Back in the day Ringling Bros would play the Armory in Washington D.C. for a two week stand right around Easter. Arlington is also the home of the executive offices for Kenneth Feld Productions so it was fairly common to see many of the higher ups from within the company visiting the show.
Usually the sound and lighting consoles would be placed on a riser out in the audience, but this town was a little special. Up in the Armory bleachers was a tiny little control booth with just enough room for myself and my fellow crew member John to sit side by side while he ran the lighting console and I called the ques for the spot light operators.
Now, the folks in IATSE Local 22 in Washington are a pretty friendly bunch so by the time Easter weekend rolled along the booth was also home to a toaster oven, a small refrigerator, a coffee pot, and a large assortment of everything snack related.
Prior to the show the crew would stop by to say hello, and we would all swap the token “showbiz” horror stories that come from a lifetime of running live theater shows. Then folks would head up to their positions for the show itself.
The show for this particular evening was in full swing, the opening parade about half over, and the topic of conversation over the headset was how one of the ice show lighting crew had recently been fired for being disrespectful to the producer’s wife.
Since we were already 3/4 through the run in D.C. and we had already been on tour for well over a year things were pretty much on auto pilot. John was relaxing to a magazine having just popped a bagel into the toaster oven and I was chatting away with the spot operators.
“Really? Come on there had to be more. You don’t fire a guy over a shirt.”

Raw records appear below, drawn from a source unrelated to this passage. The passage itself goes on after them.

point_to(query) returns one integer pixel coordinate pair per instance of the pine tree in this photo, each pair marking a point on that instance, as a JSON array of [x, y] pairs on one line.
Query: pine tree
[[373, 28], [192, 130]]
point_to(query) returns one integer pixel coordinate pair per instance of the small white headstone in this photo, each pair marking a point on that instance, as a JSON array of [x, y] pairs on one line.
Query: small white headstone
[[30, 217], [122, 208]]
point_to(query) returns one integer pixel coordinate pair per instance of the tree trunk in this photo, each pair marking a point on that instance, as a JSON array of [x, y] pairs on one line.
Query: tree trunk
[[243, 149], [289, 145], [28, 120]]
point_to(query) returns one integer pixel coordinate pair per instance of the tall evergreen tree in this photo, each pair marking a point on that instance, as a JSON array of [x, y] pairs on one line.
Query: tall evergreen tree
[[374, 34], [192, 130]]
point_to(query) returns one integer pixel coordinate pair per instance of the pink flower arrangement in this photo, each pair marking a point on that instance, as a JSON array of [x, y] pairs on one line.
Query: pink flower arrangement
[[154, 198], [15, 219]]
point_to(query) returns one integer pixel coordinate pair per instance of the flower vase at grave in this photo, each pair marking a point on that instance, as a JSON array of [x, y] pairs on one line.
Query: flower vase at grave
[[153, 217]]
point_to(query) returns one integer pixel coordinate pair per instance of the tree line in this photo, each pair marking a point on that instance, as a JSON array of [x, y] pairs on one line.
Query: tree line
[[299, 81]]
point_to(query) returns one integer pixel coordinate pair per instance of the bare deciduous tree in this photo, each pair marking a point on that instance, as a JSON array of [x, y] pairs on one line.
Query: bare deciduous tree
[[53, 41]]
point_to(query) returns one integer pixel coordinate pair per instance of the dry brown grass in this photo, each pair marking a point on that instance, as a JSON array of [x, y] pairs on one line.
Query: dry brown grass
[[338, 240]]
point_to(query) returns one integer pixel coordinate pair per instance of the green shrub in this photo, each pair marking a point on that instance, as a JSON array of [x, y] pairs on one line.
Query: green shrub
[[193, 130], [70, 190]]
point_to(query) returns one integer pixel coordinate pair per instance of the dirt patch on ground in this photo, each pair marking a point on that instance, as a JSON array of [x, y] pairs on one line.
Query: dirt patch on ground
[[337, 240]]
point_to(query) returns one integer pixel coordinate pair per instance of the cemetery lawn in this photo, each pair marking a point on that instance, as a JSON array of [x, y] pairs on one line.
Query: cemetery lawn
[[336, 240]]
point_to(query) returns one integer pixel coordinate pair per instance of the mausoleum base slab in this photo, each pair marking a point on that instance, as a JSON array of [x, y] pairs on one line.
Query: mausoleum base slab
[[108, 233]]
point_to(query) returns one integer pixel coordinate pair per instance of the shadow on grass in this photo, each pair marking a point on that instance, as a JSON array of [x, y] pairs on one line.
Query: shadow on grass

“No seriously, he was wearing the wrong shirt in there and she had him fired.”
“Nah come on. He had to have been rude or something. I’ve met her, and she is a nice person.”
At this point John looks up to show me something in the magazine and I see him look past me and over my shoulder. Then his eye got big, really big, really really big. In the scuba diving world there is a term for a panicking diver, its called “Eggs On Mask”.
His eyes were that big.
I turned and saw our producer, Kenneth Feld standing in the doorway.
Kenneth’s wife might be a kind person, but Kenneth himself has one h@ll of a reputation for firing whole chunks of crew, managers, and acts seemingly at random.
What transpired then were a few of the longest seconds of my early career as a lighting guy.
Just then to fill that silence, and you couldn’t have personally ordered worse timing, the toaster oven let us know that John’s bagel was ready for consumption.
Without missing so much as a beat John said in an upbeat voice, “Care for a bagel Mr. Feld?”
Thoughts going through my head at that moment.
- Ah Crap!
- How long is the drive back to Albuquerque from here?
- Is it too late to get my old job as an RA back?
- I wonder if he’ll even let us finish the show…
Kenneth looked at John, then he looked at me, he then looked out at the show, and then he started to laugh.
“Thank you, no. You guys continue on.”